Mariana se despertó temprano, como todos los días, pero pensando en
Manuel.
Este hombre, que aparentaba tener más de cuarenta años, era tan peludo
como casi todos los armenios.
Manuel tenía un puesto de venta de frutas y verduras. Todo el año lo
atendía, desde la madrugada hasta que llegaba el último cliente que volvía de
trabajar, apurado para preparar la cena.
Invierno y verano usaba algo que, en Uruguay, llamamos «musculosa», porque, al cubrir una pequeña parte del tórax, deja a la
vista los relieves masculinos que puedan existir.
Mariana había estado jugando con sus
sobrinos y, durante la noche, soñó que eran sus hijos, pero con ojos grandes y
hermosos, como los de Manuel.
Claramente, por algo se despertó pensando en
él.
Otra vez, desde que se peleó con el novio, sintió una inconfundible
sensación en la pelvis, esa que señala sus ganas de tener hijos, gestados, en
este caso, por el verdulero-armenio-acalorado-y-peludo, Manuel.
— Recuperaste tu cara de obsesionada con algún hombre—, le comentó la
madre, sirviéndole el desayuno.
Esta mujer nunca terminaba de sorprender a Mariana. ¡Cuántas palabras
menos tenía que gastar, gracias a la profunda sensibilidad de su madre!
La muchacha aprobó levantando la ceja que la inquisidora no alcanzaba a
ver, pero no hacía falta: como en cualquier cultura, la no respuesta es una
respuesta afirmativa.
— ¿Se puede saber quién es?—, preguntó la madre, mientras elegía qué
papas pelaría primero para cocinar el almuerzo.
Mariana, con la mirada perdida, aunque detenida en una mancha de óxido
de la heladera, se limitó a informarle: — Es casado.
La mujer también arqueó la ceja que Mariana no podía ver, y
lacónicamente indagó: — ¿Y?
La muchacha, con la misma frialdad que se decide un ataque terrorista,
comentó, como hablándose a sí misma:
— Intentaré que me embarace hoy.
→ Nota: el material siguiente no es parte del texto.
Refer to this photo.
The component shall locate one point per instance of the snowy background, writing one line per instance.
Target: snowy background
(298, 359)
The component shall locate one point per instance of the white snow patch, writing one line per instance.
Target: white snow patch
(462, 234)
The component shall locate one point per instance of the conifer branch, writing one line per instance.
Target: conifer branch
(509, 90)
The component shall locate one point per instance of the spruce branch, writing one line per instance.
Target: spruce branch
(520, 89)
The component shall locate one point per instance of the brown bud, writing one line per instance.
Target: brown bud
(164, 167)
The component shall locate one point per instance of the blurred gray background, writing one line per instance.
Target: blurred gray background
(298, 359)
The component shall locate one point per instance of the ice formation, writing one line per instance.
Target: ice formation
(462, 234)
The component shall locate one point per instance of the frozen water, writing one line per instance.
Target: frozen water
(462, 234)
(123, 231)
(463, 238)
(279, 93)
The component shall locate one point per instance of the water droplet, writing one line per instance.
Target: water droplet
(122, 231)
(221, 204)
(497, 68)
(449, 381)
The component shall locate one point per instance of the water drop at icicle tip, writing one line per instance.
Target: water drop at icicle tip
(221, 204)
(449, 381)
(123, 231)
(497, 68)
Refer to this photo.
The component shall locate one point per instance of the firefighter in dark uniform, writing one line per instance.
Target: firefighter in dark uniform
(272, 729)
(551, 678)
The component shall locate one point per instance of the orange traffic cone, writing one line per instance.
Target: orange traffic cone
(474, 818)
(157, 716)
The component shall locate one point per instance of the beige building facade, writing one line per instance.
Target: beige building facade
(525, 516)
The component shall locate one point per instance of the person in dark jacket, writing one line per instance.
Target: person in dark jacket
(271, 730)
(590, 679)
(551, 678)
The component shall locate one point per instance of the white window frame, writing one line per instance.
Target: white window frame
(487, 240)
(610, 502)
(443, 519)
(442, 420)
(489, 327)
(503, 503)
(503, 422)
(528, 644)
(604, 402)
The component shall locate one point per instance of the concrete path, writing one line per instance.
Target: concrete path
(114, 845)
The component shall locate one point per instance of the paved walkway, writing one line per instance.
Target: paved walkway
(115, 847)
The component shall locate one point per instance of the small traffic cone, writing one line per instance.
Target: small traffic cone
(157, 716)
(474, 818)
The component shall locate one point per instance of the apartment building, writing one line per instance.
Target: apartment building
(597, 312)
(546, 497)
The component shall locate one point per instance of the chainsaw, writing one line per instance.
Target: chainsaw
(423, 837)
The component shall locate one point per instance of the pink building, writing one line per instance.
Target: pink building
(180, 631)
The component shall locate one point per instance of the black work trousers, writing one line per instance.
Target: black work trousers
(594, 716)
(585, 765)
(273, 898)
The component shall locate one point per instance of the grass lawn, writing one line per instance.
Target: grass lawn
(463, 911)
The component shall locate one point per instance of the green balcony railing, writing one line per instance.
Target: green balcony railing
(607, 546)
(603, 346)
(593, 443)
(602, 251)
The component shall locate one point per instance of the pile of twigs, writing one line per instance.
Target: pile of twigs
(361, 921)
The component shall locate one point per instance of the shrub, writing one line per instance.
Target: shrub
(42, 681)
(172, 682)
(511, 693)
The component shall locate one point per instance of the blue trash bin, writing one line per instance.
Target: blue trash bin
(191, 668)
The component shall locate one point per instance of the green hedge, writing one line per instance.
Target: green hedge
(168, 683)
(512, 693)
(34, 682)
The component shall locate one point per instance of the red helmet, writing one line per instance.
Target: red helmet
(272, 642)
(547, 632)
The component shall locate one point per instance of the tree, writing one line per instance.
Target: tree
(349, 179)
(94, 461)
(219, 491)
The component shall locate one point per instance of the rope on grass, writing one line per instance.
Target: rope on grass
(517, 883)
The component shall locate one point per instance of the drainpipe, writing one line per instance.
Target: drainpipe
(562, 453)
Entre las dos y las tres de la tarde es
cuando llegan menos clientes. Ya tengo 28 años y necesito un hijo de él. No
recorreré nuevamente el estúpido camino de un noviazgo esperanzador. Recién
miré el almanaque y estoy ovulando. Espero que no se me atraviese nada.
Como quien se prepara para ir al médico, la muchacha estuvo esperando la
hora de salir. Tomó la precaución de perforar dos preservativos con un alfiler
y salió a buscar su embarazo.
Efectivamente, no andaba nadie por la calle, Manuel estaba sentado en un
cajón, dormitando y la muchacha se acercó a él.
Como si estuviera hipnotizado, fue llevado al minúsculo baño; al pasar
entre las pilas de cajones, ella se apretó contra él, le acarició los genitales
con desesperada suavidad. Se le aceleró el corazón al sentir el endurecimiento.
Con dulzura maternal, sacó el pene del pantalón y Manuel, sin salir de la
hipnosis, la penetró, enceguecido por el deseo.
A pesar de tanta frialdad y manipulación, la muchacha comenzó a tener
orgasmos uno tras otro, hasta que el
armenio se retiró después de eyacular.
Ahora la hipnotizada parecía ser ella. Salió casi corriendo del
comercio, entró al baño de su casa, se sentó en el bidé y comenzó a llorar, de
placer, por los espasmos corporales que aún sentía, pero también frustrada,
porque la penetración había sido anal.